Those who have marketed the yen short have reaped succulent profits this year.
It declined to a 24-year low on Wednesday and has yielded some 30% since the start of last year as U.S. interest rate expectations have moved up and Japanese rates have gone nowhere.
But this week’s nearly 3% decline, without any special trigger, was sufficiently for some funds to call time on the first leg of their stake that Japan would have to abandon its policy of limiting bond yields as its global counterparts push rates higher.
Tense calm in the market after a two-session selling storm indicates the feeling is possibly more widespread, or at least yen shorts are careful of adding to their positions.
Positioning data indicates that yen shorts have decreased steadily after April.
The yen has not been isolated in skating lately. The U.S. dollar has soared to multi-decade highs on the euro and sterling on a mixture of risk repulsion and interest rate anticipations.
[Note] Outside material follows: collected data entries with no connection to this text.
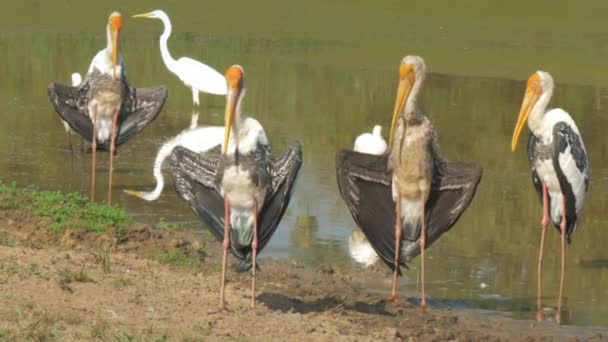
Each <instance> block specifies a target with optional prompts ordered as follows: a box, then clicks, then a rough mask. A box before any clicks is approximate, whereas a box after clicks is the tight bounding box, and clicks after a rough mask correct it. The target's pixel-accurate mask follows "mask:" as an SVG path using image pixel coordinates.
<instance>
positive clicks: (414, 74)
mask: <svg viewBox="0 0 608 342" xmlns="http://www.w3.org/2000/svg"><path fill="white" fill-rule="evenodd" d="M425 72H426V65H425V64H424V59H422V57H420V56H412V55H408V56H405V57H403V59H402V60H401V64H400V65H399V87H398V88H397V99H396V101H395V109H394V111H393V119H392V120H391V130H390V131H389V139H388V140H389V145H391V144H392V143H393V135H394V132H395V126H396V125H397V120H398V119H399V115H400V114H403V115H411V114H413V112H414V102H413V101H412V100H410V101H408V99H409V97H410V94H411V93H412V89H413V88H414V85H418V86H419V85H420V84H421V83H422V82H423V81H424V75H425ZM416 90H417V89H416ZM406 104H408V105H407V106H406Z"/></svg>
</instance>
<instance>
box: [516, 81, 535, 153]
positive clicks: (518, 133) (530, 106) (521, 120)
mask: <svg viewBox="0 0 608 342" xmlns="http://www.w3.org/2000/svg"><path fill="white" fill-rule="evenodd" d="M538 97H539V94H538V93H537V92H534V91H532V90H531V89H530V88H526V95H525V96H524V101H523V103H522V104H521V109H520V110H519V117H518V118H517V123H516V124H515V130H513V138H512V139H511V152H515V148H516V147H517V141H518V140H519V135H520V134H521V131H522V129H523V128H524V124H525V123H526V122H527V120H528V116H529V115H530V112H531V111H532V108H534V105H535V104H536V101H537V100H538Z"/></svg>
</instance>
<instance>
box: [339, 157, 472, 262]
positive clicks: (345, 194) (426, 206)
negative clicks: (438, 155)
mask: <svg viewBox="0 0 608 342" xmlns="http://www.w3.org/2000/svg"><path fill="white" fill-rule="evenodd" d="M436 161H437V164H438V165H439V167H437V168H436V171H437V172H435V173H434V177H433V181H432V184H431V190H430V194H429V198H428V200H427V202H426V209H425V210H426V212H427V215H426V225H427V243H426V246H427V247H429V246H430V245H432V244H433V243H434V242H435V241H436V240H437V239H438V238H439V237H440V236H441V235H442V234H443V233H445V232H447V231H448V230H449V229H450V228H452V227H453V225H454V224H455V223H456V222H457V221H458V219H459V218H460V216H461V215H462V213H463V212H464V211H465V209H466V208H467V207H468V206H469V204H470V203H471V201H472V199H473V197H474V195H475V192H476V189H477V185H478V184H479V182H480V181H481V175H482V169H481V166H480V165H479V164H477V163H462V162H450V161H446V160H445V159H442V158H437V159H436ZM387 165H388V157H387V156H377V155H371V154H364V153H358V152H354V151H348V150H342V151H339V152H338V153H337V155H336V168H337V177H338V187H339V189H340V195H341V196H342V198H343V199H344V202H345V203H346V205H347V207H348V209H349V211H350V213H351V215H352V216H353V219H354V220H355V222H356V223H357V225H359V226H360V227H361V230H362V231H363V233H364V234H365V236H366V237H367V239H368V240H369V242H370V243H371V245H372V247H373V248H374V250H375V251H376V253H378V255H379V256H380V257H381V258H382V260H383V261H384V262H385V263H386V264H387V265H388V266H389V267H390V268H391V269H393V268H394V264H393V263H394V259H395V216H396V215H395V202H394V201H393V199H392V196H391V183H392V175H391V173H390V172H388V171H387ZM404 229H407V228H406V227H404ZM419 240H420V231H419V230H418V231H417V232H407V231H404V233H403V235H402V242H401V253H400V256H401V260H400V265H401V266H406V264H407V262H409V260H411V259H412V258H414V257H415V256H417V255H418V254H420V241H419Z"/></svg>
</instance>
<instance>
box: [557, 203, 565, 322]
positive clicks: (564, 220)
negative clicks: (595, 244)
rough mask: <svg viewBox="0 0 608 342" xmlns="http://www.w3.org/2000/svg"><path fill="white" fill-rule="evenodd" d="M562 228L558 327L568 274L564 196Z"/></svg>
mask: <svg viewBox="0 0 608 342" xmlns="http://www.w3.org/2000/svg"><path fill="white" fill-rule="evenodd" d="M560 228H561V231H562V272H561V277H560V280H559V297H558V299H557V315H555V321H556V322H557V324H558V325H559V324H561V323H562V294H563V293H564V276H565V273H566V197H564V196H562V222H561V224H560Z"/></svg>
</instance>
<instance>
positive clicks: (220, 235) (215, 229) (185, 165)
mask: <svg viewBox="0 0 608 342" xmlns="http://www.w3.org/2000/svg"><path fill="white" fill-rule="evenodd" d="M170 164H171V174H172V175H173V185H174V187H175V191H176V192H177V194H178V195H179V196H180V197H181V198H182V199H183V200H184V201H186V202H187V203H188V204H189V205H190V208H192V210H193V211H194V212H195V213H196V215H197V216H198V217H199V218H200V220H201V221H202V222H203V223H204V224H205V225H206V226H207V227H208V228H209V230H211V233H212V234H213V236H214V237H215V238H216V239H217V240H218V241H223V239H224V198H223V197H222V196H221V194H220V189H219V188H218V187H217V185H216V184H215V171H216V169H217V166H218V164H219V158H218V157H217V156H215V157H210V156H203V155H201V154H199V153H196V152H193V151H191V150H189V149H187V148H184V147H181V146H176V147H175V148H174V149H173V152H172V153H171V163H170ZM231 251H232V253H233V254H234V253H237V254H235V255H237V256H238V255H240V253H239V252H238V251H237V250H235V249H231ZM242 257H243V256H242Z"/></svg>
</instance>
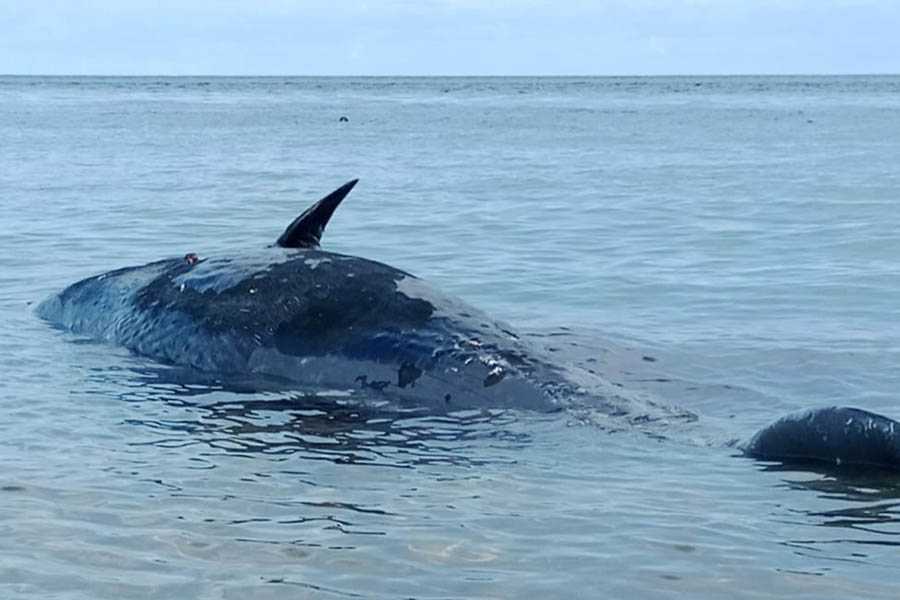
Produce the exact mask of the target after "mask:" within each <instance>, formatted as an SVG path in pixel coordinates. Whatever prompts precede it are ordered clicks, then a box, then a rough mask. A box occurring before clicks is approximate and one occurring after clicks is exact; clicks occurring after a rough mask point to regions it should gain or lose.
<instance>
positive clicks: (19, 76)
mask: <svg viewBox="0 0 900 600" xmlns="http://www.w3.org/2000/svg"><path fill="white" fill-rule="evenodd" d="M898 75H900V72H896V73H888V72H859V73H855V72H854V73H831V72H810V73H640V74H627V75H625V74H619V75H611V74H596V73H594V74H584V73H569V74H533V73H532V74H504V75H496V74H494V75H487V74H435V75H421V74H415V75H413V74H368V75H366V74H353V75H338V74H328V75H321V74H320V75H309V74H307V75H298V74H247V73H235V74H221V73H220V74H204V73H181V74H165V73H154V74H139V73H124V74H123V73H0V77H59V78H63V77H97V78H100V77H110V78H112V77H118V78H127V77H131V78H136V79H137V78H179V77H183V78H209V79H212V78H221V79H226V78H230V79H238V78H246V79H263V78H270V79H276V78H277V79H325V78H332V79H350V78H359V79H363V78H372V79H375V78H383V79H454V78H456V79H461V78H470V79H471V78H498V79H499V78H523V77H532V78H541V79H566V78H577V77H580V78H590V79H615V78H641V77H896V76H898Z"/></svg>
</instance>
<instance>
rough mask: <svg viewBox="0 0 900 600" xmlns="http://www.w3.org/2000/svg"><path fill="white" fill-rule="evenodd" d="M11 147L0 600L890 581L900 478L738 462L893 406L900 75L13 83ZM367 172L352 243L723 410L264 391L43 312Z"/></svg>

But it has been mourned most due to Japan being alone among major economies implementing near-zero interest rates while the remainder of the world heads to hike them to contain inflation.
Behind years of huge asset-buying disappointing to push inflation to its 2% target, the Bank of Japan embraced yield curve control in 2016, which guides short-term interest rates at -0.1% and the 10-year bond yield to about 0%.
This has pushed cash from Japan to higher-yielding investments abroad. It has also drawn funds such as BlueBay, who’ve bet the policy won’t endure, leaving the market inclined to a violent comeback if there were a policy change.